Process Optimization and Validation of the Model

An optimization of the three studied variables—acetone concentration, extraction time, and solid loading—was carried to simultaneously maximize the seven measured responses, i.e., yield extraction, phenolic concentration, TPC, TFC, and antioxidant activity determined by the DPPH, ABTS, and FRAP assays. The optimal conditions predicted by the model were: 40% acetone concentration, 8.6% solid loading, and 43 min of extraction time.

Table 5. Predicted and experimental values obtained by bath- (B) and probe (P)-ultrasound-assisted extraction (UAE) for exhausted olive pomace (EOP) under the optimal conditions, which simultaneously maximized the seven responses. Data represent the average value and standard deviation (n = 5).

Response Variable	B-UAE			P-UAE
	Predicted Values	Experimental Values	Error	Predicted Values	Experimental Values	Error
Extraction Yield (%)	49.98	47.32 ± 0.79 b	5.62	59.76	56.79 ± 3.58 a	5.23
Phenolic concentration (g GAE/L)	3.96	3.62 ± 0.05 b	9.39	4.19	3.91 ± 0.27 a	7.16
TPC (mg GAE/g EOP)	46.20	42.05 ± 0.56 b	9.87	48.83	45.41 ± 3.16 a	7.53
TFC (mg RE/g EOP)	96.85	91.59 ± 1.14 b	5.74	111.32	100.81 ± 7.02 a	10.43
DPPH (mg TE/g EOP)	32.54	31.44 ± 0.54 b	3.50	34.69	35.61 ± 0.53 a	2.36
FRAP (mg TE/g EOP)	59.87	61.08 ± 2.23 b	1.98	75.66	68.08 ± 4.32 a	11.13
ABTS (mg TE/g EOP)	137.7	135.0 ± 1.39 a	2.00	147.13	140.67 ± 3.61 a	4.59

FRAP, ferric-reducing power; GAE, gallic acid equivalents; TE, Trolox equivalents; TFC, total flavonoid content; TPC, total phenolic content; RE, rutin equivalents.
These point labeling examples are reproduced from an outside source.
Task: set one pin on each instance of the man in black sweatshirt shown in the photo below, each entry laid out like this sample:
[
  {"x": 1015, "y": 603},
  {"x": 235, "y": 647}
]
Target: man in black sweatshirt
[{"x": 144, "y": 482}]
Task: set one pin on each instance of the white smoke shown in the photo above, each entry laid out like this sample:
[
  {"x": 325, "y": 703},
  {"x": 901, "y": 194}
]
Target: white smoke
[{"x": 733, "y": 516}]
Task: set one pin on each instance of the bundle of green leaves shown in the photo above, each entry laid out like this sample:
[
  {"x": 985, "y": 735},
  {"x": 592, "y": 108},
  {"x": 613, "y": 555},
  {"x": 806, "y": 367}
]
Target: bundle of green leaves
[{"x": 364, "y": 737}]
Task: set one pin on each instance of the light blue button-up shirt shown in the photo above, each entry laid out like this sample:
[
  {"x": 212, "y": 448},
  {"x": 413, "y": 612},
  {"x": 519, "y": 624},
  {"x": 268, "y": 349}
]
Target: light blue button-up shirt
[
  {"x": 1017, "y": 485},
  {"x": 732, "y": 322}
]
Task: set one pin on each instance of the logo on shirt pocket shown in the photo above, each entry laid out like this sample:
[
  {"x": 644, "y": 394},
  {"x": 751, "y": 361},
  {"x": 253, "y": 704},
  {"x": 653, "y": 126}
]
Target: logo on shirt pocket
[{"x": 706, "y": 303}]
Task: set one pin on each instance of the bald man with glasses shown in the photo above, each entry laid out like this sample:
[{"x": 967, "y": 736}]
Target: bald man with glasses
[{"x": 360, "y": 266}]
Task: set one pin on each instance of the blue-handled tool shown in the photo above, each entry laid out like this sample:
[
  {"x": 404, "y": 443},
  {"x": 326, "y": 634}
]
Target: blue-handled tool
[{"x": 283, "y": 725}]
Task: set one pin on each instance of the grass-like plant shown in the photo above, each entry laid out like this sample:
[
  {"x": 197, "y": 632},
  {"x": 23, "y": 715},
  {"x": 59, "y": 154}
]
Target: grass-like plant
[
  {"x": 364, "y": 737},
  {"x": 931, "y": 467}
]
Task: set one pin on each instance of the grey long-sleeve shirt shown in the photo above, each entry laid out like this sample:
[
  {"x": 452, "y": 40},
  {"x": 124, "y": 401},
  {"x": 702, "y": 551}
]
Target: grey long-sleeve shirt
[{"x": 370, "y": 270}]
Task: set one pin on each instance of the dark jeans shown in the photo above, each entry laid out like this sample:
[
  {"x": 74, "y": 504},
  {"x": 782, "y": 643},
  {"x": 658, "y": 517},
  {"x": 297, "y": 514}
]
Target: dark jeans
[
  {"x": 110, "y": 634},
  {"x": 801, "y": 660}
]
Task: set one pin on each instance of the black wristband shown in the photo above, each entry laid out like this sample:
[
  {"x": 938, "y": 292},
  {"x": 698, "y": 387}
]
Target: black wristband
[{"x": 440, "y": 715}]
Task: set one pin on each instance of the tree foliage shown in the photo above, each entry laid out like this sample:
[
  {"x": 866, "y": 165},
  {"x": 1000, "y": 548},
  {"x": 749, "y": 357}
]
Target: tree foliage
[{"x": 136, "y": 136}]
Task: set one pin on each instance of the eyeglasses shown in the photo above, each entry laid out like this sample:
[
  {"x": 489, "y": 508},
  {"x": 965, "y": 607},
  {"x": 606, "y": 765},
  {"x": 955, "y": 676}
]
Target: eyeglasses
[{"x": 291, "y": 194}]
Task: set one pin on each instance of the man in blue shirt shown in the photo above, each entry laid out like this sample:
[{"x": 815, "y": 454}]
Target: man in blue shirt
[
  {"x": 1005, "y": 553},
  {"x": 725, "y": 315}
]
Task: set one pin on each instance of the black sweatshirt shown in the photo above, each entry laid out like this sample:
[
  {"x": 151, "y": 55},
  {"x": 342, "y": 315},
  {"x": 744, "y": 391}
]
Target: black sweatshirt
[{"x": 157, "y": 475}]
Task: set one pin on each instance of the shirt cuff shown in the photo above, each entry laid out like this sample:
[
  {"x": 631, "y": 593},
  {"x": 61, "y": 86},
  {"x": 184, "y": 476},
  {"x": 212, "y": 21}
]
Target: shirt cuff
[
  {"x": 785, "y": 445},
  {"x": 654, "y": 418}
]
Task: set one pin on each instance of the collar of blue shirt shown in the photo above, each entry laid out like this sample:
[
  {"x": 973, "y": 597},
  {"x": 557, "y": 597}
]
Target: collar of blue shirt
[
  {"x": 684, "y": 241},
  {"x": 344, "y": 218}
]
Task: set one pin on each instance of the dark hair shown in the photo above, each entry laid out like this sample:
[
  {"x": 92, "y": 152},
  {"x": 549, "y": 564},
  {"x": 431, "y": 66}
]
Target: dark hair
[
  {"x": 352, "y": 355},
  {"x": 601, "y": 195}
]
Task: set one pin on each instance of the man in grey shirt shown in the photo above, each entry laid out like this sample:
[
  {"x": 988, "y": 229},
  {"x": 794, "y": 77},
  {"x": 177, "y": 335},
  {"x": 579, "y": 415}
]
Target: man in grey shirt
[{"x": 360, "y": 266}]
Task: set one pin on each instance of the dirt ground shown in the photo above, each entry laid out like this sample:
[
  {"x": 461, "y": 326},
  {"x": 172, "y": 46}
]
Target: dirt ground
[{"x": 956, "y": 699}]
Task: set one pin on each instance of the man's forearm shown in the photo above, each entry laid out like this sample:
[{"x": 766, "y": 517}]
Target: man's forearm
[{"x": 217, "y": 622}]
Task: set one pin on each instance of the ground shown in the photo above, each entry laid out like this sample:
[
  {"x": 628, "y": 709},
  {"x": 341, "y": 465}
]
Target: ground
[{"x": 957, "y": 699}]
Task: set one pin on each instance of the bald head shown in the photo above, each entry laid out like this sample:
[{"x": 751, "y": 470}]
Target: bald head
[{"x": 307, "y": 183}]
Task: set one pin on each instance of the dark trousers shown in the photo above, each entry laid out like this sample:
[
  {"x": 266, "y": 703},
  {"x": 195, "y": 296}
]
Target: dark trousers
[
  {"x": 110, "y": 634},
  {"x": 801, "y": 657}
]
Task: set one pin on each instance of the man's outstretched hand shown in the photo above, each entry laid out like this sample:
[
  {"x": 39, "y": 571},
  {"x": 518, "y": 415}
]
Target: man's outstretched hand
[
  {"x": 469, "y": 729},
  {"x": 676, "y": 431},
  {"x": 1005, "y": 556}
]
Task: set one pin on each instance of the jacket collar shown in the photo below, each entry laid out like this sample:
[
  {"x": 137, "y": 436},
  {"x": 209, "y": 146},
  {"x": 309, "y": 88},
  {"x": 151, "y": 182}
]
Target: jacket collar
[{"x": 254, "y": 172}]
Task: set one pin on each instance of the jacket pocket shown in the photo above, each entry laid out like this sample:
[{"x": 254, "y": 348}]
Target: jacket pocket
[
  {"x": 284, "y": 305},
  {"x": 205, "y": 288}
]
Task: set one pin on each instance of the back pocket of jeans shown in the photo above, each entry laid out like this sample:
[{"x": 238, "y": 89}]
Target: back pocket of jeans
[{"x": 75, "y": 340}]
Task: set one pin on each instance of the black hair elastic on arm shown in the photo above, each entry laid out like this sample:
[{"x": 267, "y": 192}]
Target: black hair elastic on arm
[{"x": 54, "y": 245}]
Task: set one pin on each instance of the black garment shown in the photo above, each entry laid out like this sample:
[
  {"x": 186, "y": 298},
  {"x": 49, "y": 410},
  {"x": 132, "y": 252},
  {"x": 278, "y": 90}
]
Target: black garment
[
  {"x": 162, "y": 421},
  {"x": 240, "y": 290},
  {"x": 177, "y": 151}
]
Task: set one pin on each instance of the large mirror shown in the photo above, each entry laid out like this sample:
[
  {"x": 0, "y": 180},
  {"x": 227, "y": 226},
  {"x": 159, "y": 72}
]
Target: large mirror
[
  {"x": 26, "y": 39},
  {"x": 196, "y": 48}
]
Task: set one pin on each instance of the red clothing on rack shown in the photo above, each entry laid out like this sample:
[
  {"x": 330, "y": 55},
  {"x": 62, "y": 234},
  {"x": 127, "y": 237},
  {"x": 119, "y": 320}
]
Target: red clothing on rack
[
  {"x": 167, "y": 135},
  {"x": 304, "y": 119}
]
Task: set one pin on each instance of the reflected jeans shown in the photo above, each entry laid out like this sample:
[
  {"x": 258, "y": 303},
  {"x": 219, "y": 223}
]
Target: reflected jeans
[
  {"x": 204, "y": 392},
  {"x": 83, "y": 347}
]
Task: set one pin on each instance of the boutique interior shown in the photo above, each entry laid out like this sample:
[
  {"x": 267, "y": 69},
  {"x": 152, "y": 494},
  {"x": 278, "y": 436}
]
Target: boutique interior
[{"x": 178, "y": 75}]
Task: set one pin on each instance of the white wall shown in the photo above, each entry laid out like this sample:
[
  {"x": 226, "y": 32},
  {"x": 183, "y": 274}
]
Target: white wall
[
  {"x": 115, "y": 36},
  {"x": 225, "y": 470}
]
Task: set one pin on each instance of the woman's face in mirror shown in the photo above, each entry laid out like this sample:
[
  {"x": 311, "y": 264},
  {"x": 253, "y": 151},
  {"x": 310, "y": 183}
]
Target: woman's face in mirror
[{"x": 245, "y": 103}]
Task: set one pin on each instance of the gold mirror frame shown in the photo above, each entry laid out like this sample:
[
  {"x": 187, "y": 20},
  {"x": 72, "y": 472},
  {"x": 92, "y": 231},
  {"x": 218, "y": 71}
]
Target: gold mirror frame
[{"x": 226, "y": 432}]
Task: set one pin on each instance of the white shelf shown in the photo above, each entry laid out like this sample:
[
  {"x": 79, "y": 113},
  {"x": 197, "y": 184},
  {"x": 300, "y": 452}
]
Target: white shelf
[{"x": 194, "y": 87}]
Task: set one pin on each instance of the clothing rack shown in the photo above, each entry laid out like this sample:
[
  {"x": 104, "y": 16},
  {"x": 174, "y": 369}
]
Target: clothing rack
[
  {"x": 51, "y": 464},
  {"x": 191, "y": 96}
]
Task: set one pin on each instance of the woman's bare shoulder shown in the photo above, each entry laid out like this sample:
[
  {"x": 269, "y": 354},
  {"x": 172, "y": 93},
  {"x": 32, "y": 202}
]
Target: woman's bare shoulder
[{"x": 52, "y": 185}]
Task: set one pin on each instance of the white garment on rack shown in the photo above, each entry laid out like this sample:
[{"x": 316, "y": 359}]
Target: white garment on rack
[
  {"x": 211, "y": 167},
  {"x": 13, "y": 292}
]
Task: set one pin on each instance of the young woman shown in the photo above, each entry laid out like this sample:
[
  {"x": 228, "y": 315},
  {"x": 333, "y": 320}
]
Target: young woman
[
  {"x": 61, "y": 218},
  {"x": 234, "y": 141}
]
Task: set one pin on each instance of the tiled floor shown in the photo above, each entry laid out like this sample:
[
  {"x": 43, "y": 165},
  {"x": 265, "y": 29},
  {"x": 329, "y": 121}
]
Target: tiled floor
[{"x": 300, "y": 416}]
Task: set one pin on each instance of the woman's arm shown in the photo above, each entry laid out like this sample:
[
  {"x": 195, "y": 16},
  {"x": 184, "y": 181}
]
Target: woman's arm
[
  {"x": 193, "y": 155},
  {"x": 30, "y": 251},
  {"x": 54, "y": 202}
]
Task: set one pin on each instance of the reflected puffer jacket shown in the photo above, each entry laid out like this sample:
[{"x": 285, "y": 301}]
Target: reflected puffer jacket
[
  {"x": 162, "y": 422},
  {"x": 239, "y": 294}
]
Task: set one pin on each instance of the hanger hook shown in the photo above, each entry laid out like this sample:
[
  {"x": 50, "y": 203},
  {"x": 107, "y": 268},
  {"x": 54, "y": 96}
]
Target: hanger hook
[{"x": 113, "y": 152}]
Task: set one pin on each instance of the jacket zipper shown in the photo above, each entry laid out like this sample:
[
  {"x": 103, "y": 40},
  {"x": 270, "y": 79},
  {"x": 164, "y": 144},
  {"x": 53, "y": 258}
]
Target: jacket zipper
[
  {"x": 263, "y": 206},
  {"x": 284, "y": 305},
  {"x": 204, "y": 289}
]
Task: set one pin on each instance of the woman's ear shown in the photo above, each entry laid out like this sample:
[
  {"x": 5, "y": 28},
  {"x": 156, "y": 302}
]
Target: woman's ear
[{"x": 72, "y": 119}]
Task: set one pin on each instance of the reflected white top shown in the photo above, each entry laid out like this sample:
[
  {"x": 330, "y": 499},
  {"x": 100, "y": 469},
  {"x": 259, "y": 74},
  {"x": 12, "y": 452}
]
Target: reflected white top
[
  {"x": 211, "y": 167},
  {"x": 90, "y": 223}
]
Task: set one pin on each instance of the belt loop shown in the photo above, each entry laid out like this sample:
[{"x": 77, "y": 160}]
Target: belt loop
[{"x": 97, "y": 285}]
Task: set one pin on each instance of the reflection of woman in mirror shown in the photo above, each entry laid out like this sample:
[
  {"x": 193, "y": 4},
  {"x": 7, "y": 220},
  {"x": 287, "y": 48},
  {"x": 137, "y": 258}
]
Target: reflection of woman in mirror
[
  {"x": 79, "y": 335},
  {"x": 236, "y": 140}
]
Within a row, means with different letters denote statistical significant differences among the two types of UAE (t-test; p < 0.05).

shows the values predicted by the model for all responses under the optimal conditions. The experimental data obtained after reproducing these conditions were similar to the predicted values; the error was less than 10% in all cases. The mean temperature reached was 41 °C, which corresponded to a temperature increment of 15 °C reached in 43 min.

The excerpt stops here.